Solicitor bankruptcies in the Merseyside area have risen sharply, the official receiver said last week.Ian Thomson, official receiver for Liverpool, said that there have been ‘more than the usual’ number of solicitors going bust over the last six months. Thomson estimated that in a normal year, between four and five solicitors go bankrupt in Merseyside. However, he said that six had failed since the start of the year, in an indication of the difficulties facing firms across the country.
The news comes after sole practitioner Alan Savage, who ran Liverpool firm Woolwich, Lander & Savage, was last month adjudged bankrupt with debts of more than £180,000.

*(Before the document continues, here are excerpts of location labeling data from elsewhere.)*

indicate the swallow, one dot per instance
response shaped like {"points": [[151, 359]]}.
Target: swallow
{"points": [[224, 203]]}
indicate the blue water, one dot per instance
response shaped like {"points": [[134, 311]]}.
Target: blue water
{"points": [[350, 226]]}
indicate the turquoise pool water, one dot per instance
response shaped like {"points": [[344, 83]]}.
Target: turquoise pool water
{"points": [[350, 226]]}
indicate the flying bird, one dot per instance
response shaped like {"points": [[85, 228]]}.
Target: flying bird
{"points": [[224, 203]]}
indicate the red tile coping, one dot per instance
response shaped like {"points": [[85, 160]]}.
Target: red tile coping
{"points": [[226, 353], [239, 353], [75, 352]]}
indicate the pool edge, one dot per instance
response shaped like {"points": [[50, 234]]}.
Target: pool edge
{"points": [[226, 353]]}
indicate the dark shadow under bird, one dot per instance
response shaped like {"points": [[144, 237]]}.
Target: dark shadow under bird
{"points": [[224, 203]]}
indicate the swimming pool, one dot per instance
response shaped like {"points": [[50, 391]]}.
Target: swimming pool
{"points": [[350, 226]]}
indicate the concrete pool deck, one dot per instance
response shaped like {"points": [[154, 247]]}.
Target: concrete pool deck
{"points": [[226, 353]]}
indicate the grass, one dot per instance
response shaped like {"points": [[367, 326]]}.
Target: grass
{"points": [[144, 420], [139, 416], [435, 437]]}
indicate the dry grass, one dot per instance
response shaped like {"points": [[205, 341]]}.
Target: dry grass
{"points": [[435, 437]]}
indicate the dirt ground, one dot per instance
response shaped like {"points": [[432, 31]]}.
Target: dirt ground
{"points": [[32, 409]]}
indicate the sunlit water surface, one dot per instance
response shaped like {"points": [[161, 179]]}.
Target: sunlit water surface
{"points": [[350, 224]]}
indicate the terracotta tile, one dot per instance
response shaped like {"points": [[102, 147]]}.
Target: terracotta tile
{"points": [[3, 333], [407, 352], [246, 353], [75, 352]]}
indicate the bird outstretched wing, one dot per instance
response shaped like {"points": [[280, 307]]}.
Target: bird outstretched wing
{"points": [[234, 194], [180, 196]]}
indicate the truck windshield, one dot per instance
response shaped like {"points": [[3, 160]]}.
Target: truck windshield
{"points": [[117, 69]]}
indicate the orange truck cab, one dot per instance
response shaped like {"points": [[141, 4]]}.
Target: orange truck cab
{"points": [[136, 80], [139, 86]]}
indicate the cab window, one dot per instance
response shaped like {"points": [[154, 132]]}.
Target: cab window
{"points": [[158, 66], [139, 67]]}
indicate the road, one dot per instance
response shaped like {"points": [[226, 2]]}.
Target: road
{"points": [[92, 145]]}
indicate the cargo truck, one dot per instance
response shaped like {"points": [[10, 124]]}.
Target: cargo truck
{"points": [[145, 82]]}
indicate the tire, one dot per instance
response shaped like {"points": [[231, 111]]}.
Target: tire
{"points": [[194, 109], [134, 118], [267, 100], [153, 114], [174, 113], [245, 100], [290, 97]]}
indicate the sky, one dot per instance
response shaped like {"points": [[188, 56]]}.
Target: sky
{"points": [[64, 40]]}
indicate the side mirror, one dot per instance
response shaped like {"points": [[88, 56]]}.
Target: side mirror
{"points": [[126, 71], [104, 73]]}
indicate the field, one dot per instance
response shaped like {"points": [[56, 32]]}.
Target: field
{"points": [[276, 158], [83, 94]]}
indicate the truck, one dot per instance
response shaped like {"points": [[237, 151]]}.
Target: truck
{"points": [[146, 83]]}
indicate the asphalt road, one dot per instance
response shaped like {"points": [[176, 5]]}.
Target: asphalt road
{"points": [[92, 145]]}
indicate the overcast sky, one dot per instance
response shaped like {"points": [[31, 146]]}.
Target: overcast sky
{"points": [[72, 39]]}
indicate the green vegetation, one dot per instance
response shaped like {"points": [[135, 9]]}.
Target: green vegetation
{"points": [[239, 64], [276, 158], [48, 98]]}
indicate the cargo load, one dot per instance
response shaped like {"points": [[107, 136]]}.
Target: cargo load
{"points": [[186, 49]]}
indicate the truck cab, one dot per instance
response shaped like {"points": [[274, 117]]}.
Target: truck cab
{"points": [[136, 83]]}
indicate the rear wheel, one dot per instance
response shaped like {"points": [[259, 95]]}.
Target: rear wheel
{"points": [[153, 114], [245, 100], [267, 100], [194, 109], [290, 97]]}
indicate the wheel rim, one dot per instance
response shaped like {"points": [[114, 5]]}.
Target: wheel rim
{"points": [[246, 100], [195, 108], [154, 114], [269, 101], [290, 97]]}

‘Solicitors aren’t exempt from financial difficulties, just like everyone else,’ Thomson said. ‘As the economy contracts, you would expect the services market to contract as well. It’s understandable when you think about the property slump.’
Woolwich, Lander & Savage made a loss of £29,000 in the year to June 2008, and lost £21,000 in the year to June 2009. Savage drew a salary of just £11,000 in 2008/09 as turnover fell from £205,000 in 2007/08 to £110,000 the following year.
The Solicitors Regulation Authority intervened in Woolwich, Lander & Savage in May and closed the firm.
In September last year, Lees Lloyd Whitley, a 190-year-old Merseyside firm with 90 staff, collapsed owing £11.8m.